Gudi Padwa, is around the corner. It marks the arrival of spring and a renewal of life. This auspicious occasion is traditionally considered the perfect time for new beginnings – be it starting a new business or developing a good habit. If you have not yet developed a habit of making regular investments, this is a great time to do so. Begin this new year with making disciplined wealth creation choices.
But why Save with ULIP?
Making a regular savings in a ULIP is a great idea as it combines the benefits of insurance and savings. It provides you with financial protection while also delivering a healthy return. They impose discipline and facilitate long-term systematic savings as they have a five-year lock-in period. This is great for anyone who tends to splurge on impulse purchases and dip into their savings frequently. Remember that building wealth requires sustained regular savings that allow returns to compound over the years.
How does ULIP work?
A part of the premium paid towards ULIP is used to cover the risk to your life. The rest is pooled by the insurer and invested in the funds of your choice. The total corpus is then divided into “units” and each investor is allotted units based on the amount they have invested. Each unit has a Net Asset Value which changes according to the market value of the underlying funds. The value of your ULIP is equal to the product of the number of units allotted to you and the NAV.
Key benefits of ULIP
ULIP offers you three main benefits:
- Death benefit: ensures that your family faces no financial hardship even if you are not around
- Maturity benefit: the value of your investments paid at maturity of the policy
- Tax benefit: exception under various sections of the Income Tax Act
Other features that make ULIP ideal for a new investor include:
- Flexibility: In a ULIP plan, you can customize each aspect of the product to meet your specific requirements. For example:
- You can choose the sum assured for the life cover based on your future liabilities and financial capabilities
- Choose the total premium to be paid based on how much you can invest without stretching yourself thin. You can use a top-up facility whenever you have some extra money to invest
- Opt for insurance riders to extend the insurance coverage to cover any risks you may face.
- Choose the fund type. You can opt for anything from aggressive equity funds to more conservative money market funds and fixed interest debt funds.
You get a clear view into where your money is invested, and the current value of your investments. Further, a free look-up period allows you to be sure that the ULIP you have purchased is in line with your original expectations without having to worry about being locked into the product.
After an initial lock-in period, ULIP allows you to make sell the units allotted to you to make a full or partial withdrawal. This allows you to meet any unforeseen expenses that may crop up in the future.
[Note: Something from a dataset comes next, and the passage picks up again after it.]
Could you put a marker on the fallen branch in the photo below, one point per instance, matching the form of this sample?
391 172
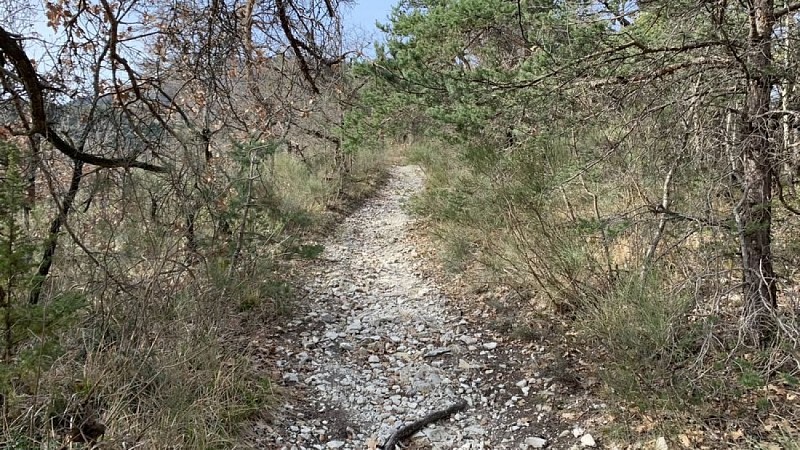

- Multiple benefits from a single scheme
ULIP offers not just insurance cover but also an avenue to grow your investment over the years.
- Risk mitigation
As the funds from multiple investors are pooled to together, the fund manager can diversify the investments even if your own investment is a small one. This reduces the risk exposure and allows you to reap benefits from market growth without worrying about timing the market or picking the right stock.
Tax benefits on ULIP
Funds invested in ULIP can be claimed as deduction under both Section 80C (life insurance) or Section 80CCC (pension). This deduction should be lower of your annual premium and 10% of the sum assured. Remember that this is subject to the overall ceiling of ₹1,50,000 on deductions offered under Section 80C/80CCC/80CCD(1). It is important to remember that the deduction under 80C is only available if the policy is in force for at least two years.
Further, any benefits you receive on maturity or any partial withdrawals made from the plan are tax-exempt under Section 10(10D). This exception is available only of the annual premium is less than 10% of the sum assured – which is almost always the case. Further, if you choose to commute your policy into an annuity, the commutation is tax-free under section 10(10A) of the income tax act.
It is also important to remember that while with the abolition of dividend distribution tax, the dividend returns from equity funds are now taxable in the hands of the investor. No such tax is applied on the returns generated from ULIP, even though they may also invest in a similar underlying equity fund. Further, returns earned though ULIP does not attract long-term capital gain tax.
When investing in ULIPs, be aware of the following charges
- Premium allocation charge: fixed percentage of the premium charged whenever premium is paid
- Mortality charge: charged on a periodic basis, based on the total sum assured and the age of insured
- Fund management charge: a maximum of 1.35% per annum deducted daily
- Policy administration charge: charged on a periodic basis, could be fixed or percentage of fund value
- Partial withdrawal charge: a flat fee charged on a relevant transaction
- Fund switching charge: a flat fee charged on a relevant transaction
- Premium redirection charge: a flat fee charged on a relevant transaction
- Premium discontinuance/ policy surrender charge: a flat fee charged on a relevant transaction
Depending upon the policy you opt for many of the charges may be waived off for a given number of transactions. For example, your policy may offer unlimited fund switching or may allow a set number of free withdrawals in a year.
This Gudi Padwa, make a resolution to build wealth for your family through regular investments and protect them from any unforeseen circumstances through the insurance cover offered by ULIP.